In a week that has been relatively light on economic and earnings news, the major equity averages, which sold off to start the week, have traded in a tight band the last two sessions. The gains were modest across the board yesterday. Our sense is that investors are reluctant to make any major moves in either direction ahead of the annual Federal Reserve meeting in Jackson Hole, Wyoming, which commences today. The get-together is expected to bring monetary policy remarks from Federal Reserve Chairman Jerome Powell and some other Federal Open Market Committee (FOMC) voting members.

Over the next few days, investors are hoping to glean some more insight about how aggressive the central bank will be with regard to monetary policy at its late-September FOMC meeting. Right now the investment community is roughly split on the possibility of a half-point or three-quarter-point hike to the benchmark short-term interest rate. Whether Chairman Powell strikes a more hawkish or dovish stance on monetary policy is likely to be the driving force behind trading during the next few sessions. Investors also may want to pay close attention to tomorrow’s report on July personal income and spending. That release will include the latest Personal Consumption Expenditures (PCE) reading, which is the Fed’s most closely watched indicator of inflation.

On the earnings front, the remaining quarterly reports from the retailing sector will be trickling in over the next week. However, we did get one major report after yesterday’s closing bell, from Salesforce (CRM). The Dow-30 component posted a better-than-expected profit of $1.19 per share, on a top-line gain of 22%. However, the shares are sharply lower in pre-market trading after the enterprise software outfit trimmed its full-year revenue forecast, citing headwinds from a surging U.S. dollar and increased competition.

In all, the majority of second-quarter results have exceeded lowered expectations and that helped fuel the market’s rally from its most recent nadir on June 16th. Investors, though, should note that many companies, like the aforementioned Salesforce, have lowered their second-half operating expectations and that fact, along with the continued inversion of the Treasury market yield curve, has added to the narrative that the U.S. economy is slowing and may possibly be headed into a recession. The Federal Reserve’s aggressive tightening of the monetary reins is being felt in the housing sector, where higher borrowing costs are pushing buyers out of the market. This week, we learned that both new and pending home sales tumbled last month, which did not surprise Wall Street.

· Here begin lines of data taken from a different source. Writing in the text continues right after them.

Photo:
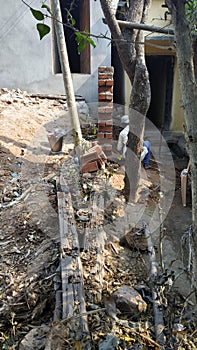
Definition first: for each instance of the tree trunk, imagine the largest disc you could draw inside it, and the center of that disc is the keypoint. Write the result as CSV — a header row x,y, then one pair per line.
x,y
184,50
68,84
130,46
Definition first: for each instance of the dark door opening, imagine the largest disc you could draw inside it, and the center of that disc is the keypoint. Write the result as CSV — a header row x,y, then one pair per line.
x,y
161,71
80,11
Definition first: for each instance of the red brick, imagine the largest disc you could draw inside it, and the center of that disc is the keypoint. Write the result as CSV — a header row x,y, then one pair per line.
x,y
101,141
98,150
105,69
106,96
105,108
107,147
104,117
100,135
89,167
108,135
104,128
105,89
109,122
89,157
101,122
109,82
101,82
105,76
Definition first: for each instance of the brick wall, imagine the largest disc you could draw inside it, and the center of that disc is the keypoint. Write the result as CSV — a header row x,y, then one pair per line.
x,y
105,108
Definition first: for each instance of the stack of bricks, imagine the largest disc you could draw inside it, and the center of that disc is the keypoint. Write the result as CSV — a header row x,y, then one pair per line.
x,y
105,108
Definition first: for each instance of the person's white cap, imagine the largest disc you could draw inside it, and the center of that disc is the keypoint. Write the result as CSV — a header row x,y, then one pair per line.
x,y
125,119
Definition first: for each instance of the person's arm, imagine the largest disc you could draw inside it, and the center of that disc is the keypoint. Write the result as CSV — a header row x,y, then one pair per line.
x,y
144,152
119,144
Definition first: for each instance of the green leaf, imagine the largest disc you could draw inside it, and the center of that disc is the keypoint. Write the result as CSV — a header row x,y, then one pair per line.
x,y
79,37
46,7
81,46
43,29
91,42
37,14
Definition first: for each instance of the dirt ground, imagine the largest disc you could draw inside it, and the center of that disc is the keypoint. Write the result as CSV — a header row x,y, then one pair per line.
x,y
29,231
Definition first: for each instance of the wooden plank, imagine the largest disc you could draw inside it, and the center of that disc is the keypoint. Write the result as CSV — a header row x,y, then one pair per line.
x,y
73,301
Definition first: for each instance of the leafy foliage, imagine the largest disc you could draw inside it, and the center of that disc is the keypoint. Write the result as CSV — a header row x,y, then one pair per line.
x,y
191,15
82,40
43,29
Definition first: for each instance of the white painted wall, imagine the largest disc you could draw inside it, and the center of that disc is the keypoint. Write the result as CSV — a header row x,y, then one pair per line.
x,y
26,62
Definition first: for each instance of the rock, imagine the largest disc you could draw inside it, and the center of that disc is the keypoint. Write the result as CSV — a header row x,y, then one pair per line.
x,y
135,239
35,339
128,300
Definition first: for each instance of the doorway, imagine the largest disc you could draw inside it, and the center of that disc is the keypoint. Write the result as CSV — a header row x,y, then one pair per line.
x,y
161,71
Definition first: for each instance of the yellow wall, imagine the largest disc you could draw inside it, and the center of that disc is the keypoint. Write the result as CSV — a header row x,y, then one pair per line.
x,y
177,111
156,16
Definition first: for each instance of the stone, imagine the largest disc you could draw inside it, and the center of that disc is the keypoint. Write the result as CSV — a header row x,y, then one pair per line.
x,y
128,300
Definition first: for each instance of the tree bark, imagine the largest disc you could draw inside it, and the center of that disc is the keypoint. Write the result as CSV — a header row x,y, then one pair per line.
x,y
184,50
129,45
68,84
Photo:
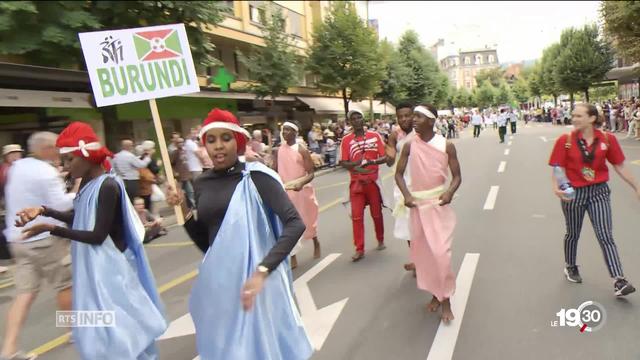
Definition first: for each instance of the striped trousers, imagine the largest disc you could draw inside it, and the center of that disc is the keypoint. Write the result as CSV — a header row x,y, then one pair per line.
x,y
596,201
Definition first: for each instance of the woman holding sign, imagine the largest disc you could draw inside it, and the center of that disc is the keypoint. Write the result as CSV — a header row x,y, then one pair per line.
x,y
110,269
242,303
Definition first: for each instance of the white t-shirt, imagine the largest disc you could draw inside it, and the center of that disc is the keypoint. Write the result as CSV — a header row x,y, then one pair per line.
x,y
190,149
31,183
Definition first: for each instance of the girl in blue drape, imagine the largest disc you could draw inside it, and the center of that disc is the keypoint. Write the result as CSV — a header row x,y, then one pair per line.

With the possibility of a recession looming later this year or in early 2023, we continue to recommend that investors focus on the stocks of high-quality companies that have the financial might to weather an economic downturn, while maintaining their dividend payouts. Some of the blue-chip technology names may be a nice option, as they are financially sound and offer the potential for growth even in a slowing economy, which cannot be said about some of the larger-cap value-oriented companies that are cyclical in nature.

– William G. Ferguson

At the time of this article’s writing, the author held positions in one or more of the companies mentioned.